When I and my wife first arrived in the Philippines (April 2006), the computer I brought with me was an HP Pavilion notebook computer. It had a 17-inch widescreen monitor:

While it served my purposes as it was, my wife wasn't too thrilled with it. The built-in speakers were loud enough for me to watch the DVDs I'd brought with me (hundreds in fact) while sitting in front of the computer. After a few weeks, my wife started constantly complaining that she could hardly hear anything (she sat back a few feet).
Before I started blogging and at least a month before we bought our car, my wife was running around town with one of her sisters, and her sister's husband, looking for things we needed.

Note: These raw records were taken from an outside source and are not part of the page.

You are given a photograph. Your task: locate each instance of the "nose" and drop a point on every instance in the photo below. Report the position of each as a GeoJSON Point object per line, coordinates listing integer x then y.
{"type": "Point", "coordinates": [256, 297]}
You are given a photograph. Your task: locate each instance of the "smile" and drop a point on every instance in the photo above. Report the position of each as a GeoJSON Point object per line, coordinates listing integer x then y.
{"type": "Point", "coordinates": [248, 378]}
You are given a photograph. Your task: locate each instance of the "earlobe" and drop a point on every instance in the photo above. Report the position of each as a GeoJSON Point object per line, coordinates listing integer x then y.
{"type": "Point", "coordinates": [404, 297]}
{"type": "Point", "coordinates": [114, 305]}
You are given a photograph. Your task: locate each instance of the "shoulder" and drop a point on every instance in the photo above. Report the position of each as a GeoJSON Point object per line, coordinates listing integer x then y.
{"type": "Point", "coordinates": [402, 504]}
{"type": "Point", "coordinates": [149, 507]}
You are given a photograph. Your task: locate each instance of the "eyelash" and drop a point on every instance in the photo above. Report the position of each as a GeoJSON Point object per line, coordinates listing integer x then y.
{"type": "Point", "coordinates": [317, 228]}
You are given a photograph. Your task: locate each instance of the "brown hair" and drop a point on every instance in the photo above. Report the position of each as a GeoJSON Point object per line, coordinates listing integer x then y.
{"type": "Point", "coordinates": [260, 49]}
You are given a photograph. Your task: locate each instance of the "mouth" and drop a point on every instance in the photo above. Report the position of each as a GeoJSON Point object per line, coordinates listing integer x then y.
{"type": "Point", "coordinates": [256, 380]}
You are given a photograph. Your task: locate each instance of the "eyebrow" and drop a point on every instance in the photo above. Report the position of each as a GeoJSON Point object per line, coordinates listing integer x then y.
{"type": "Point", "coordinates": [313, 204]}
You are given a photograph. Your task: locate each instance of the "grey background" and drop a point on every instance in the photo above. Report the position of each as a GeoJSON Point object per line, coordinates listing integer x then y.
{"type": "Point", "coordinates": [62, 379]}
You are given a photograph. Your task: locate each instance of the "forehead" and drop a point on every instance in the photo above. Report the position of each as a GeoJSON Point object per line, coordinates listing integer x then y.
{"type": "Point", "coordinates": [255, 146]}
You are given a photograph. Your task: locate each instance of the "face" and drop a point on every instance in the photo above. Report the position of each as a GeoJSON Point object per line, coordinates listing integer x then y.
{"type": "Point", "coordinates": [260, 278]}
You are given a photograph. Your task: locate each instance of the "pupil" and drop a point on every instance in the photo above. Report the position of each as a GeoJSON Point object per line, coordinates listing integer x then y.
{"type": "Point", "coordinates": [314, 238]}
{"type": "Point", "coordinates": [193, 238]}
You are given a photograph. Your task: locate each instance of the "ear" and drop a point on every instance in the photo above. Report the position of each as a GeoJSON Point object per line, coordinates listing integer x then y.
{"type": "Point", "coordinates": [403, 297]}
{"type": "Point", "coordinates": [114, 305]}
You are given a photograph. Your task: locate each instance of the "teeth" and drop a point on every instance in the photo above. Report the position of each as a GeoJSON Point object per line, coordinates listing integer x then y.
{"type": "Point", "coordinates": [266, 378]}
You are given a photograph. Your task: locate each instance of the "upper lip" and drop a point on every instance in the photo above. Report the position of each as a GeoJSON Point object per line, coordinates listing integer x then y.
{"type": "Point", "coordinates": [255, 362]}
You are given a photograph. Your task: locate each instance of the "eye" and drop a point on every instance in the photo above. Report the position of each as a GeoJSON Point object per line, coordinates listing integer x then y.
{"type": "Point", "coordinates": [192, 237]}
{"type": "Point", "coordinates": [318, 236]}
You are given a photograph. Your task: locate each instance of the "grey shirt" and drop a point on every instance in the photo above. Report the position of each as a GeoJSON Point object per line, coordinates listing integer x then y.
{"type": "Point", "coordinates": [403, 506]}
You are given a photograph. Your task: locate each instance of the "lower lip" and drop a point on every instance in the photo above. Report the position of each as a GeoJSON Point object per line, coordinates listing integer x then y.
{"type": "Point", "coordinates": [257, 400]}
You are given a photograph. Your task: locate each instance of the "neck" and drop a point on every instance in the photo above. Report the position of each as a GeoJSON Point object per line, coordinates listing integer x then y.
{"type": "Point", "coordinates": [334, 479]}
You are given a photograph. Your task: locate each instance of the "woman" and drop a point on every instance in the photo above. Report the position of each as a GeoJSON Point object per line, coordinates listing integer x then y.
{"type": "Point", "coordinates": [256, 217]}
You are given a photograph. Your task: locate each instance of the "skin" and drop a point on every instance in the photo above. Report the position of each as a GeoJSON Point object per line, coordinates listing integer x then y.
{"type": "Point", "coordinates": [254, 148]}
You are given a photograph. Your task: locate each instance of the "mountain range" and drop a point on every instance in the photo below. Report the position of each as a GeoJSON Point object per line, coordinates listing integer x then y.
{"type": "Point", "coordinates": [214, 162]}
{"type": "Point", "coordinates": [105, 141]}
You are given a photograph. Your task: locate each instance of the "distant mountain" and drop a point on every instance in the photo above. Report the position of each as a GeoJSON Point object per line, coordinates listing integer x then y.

I asked her to pick up a set of desktop computer speakers while she was heading out one day. When she returned, she brought a box containing a Creative Inspire 5.1 speaker system (a main speaker with 5 satellite speakers):

It was a little more than we needed, but she didn't pay very much so I didn't want her to take the system back. The only problem with it was that I could only plug the green wire (1 of 3 wires) into the notebook's headphone jack. Hooking up more than 2 satellite speakers to the main speaker didn't sound any different than using all 5. That was fine by me, but I knew it would sound a lot better if I could use all of them.

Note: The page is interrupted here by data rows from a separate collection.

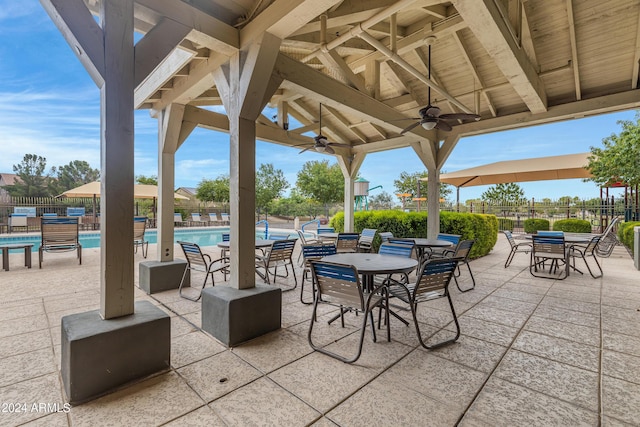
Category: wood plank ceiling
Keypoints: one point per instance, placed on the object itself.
(514, 62)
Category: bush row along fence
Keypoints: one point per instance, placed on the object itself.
(598, 213)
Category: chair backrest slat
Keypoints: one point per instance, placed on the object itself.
(338, 284)
(548, 244)
(396, 249)
(453, 238)
(348, 241)
(435, 276)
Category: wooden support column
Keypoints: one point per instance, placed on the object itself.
(350, 165)
(116, 157)
(245, 84)
(170, 136)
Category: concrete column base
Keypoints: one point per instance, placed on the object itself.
(234, 316)
(99, 356)
(156, 276)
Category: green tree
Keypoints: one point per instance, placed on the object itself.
(321, 182)
(214, 190)
(32, 180)
(381, 201)
(147, 180)
(408, 183)
(270, 183)
(619, 157)
(75, 174)
(505, 194)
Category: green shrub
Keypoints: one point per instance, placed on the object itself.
(482, 228)
(625, 233)
(505, 224)
(532, 225)
(572, 226)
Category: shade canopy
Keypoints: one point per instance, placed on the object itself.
(537, 169)
(140, 191)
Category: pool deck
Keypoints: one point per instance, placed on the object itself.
(532, 352)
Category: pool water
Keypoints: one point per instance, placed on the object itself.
(203, 237)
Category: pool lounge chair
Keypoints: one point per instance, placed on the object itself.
(59, 235)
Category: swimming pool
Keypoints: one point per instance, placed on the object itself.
(201, 236)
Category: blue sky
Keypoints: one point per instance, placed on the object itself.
(49, 106)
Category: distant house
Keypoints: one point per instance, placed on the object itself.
(189, 192)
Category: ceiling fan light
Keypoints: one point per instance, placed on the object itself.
(429, 124)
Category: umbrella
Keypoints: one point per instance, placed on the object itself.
(140, 191)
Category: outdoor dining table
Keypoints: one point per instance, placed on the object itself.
(368, 265)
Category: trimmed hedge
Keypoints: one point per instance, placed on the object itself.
(625, 233)
(482, 228)
(505, 224)
(533, 225)
(572, 226)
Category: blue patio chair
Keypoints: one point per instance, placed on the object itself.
(200, 262)
(339, 285)
(366, 240)
(280, 254)
(312, 252)
(549, 248)
(432, 283)
(347, 242)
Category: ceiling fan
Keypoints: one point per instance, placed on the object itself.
(430, 116)
(321, 144)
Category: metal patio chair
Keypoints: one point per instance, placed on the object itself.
(139, 227)
(201, 262)
(461, 252)
(366, 239)
(280, 254)
(313, 252)
(523, 247)
(583, 251)
(549, 248)
(339, 285)
(432, 283)
(347, 242)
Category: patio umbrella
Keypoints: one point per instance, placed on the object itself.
(140, 191)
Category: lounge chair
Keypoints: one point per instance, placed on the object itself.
(515, 247)
(197, 261)
(177, 219)
(59, 235)
(139, 227)
(339, 285)
(197, 220)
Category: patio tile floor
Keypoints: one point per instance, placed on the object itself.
(532, 351)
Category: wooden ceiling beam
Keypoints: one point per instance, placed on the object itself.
(487, 23)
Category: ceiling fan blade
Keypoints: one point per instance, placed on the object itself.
(408, 128)
(442, 125)
(308, 148)
(460, 116)
(338, 144)
(433, 111)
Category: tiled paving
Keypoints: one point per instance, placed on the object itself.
(532, 352)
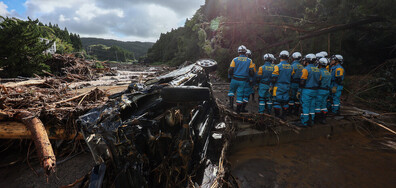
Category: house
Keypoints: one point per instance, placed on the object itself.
(50, 50)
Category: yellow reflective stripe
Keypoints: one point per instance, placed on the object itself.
(304, 74)
(260, 72)
(232, 63)
(339, 72)
(251, 65)
(276, 70)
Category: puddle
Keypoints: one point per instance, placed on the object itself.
(347, 160)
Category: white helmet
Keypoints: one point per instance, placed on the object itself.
(323, 61)
(338, 58)
(324, 53)
(296, 55)
(284, 54)
(248, 52)
(242, 49)
(267, 57)
(273, 57)
(319, 55)
(310, 58)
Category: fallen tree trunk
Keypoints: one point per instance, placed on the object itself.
(17, 130)
(41, 141)
(329, 30)
(24, 83)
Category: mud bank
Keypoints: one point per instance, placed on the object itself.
(349, 159)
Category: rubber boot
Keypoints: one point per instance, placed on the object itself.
(296, 109)
(239, 108)
(323, 118)
(318, 118)
(310, 122)
(290, 110)
(277, 112)
(243, 110)
(284, 113)
(267, 109)
(231, 102)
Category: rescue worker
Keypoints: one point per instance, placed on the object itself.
(323, 92)
(318, 56)
(281, 77)
(326, 55)
(294, 103)
(273, 59)
(240, 69)
(309, 82)
(337, 78)
(252, 80)
(264, 76)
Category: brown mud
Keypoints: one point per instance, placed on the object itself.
(346, 160)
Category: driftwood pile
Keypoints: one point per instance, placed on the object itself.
(71, 68)
(46, 108)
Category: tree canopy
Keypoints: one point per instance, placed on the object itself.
(21, 51)
(364, 32)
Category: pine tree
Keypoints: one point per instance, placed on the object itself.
(21, 51)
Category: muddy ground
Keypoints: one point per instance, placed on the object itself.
(351, 159)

I knew we were headed back to Phoenix for a couple of weeks in August (2006) to be at my older son's wedding, so I started searching for an audio signal splitter of some kind on the Internet. I found the Boostaroo amplifier/splitter:

I ordered one (the version that supported USB power) and had it shipped to a friend who lived in Tempe, Arizona. A couple of days after I and my wife arrived in Phoenix, where we were staying with one of her cousins, he brought it over to me. When we returned to the Philippines, I plugged everything in and it worked like a charm. I didn't have to turn the amplifier switch on because it was loud enough for both of us and then some.
You may be wondering why we didn't just watch the DVDs on a regular DVD player attached to a regular television. We were staying at my mother-in-law's house, in a small bedroom, and we didn't have a TV or DVD player with us. My mother-in-law had both (that we had bought for her back in 2003, when we were here for my father-in-law's funeral), but the TV was constantly tuned into one of several Filipino channels and our relatives weren't interested in watching DVDs in English.
When I bought my desktop system, after retiring my notebook computer, I quickly discovered that there was yet again only 1 output jack for audio. It's a good thing I didn't retire the Boostaroo. I don't use it just to listen to the DVDs I watch. I have over 20 gigabytes of mp3 files on my external hard drive.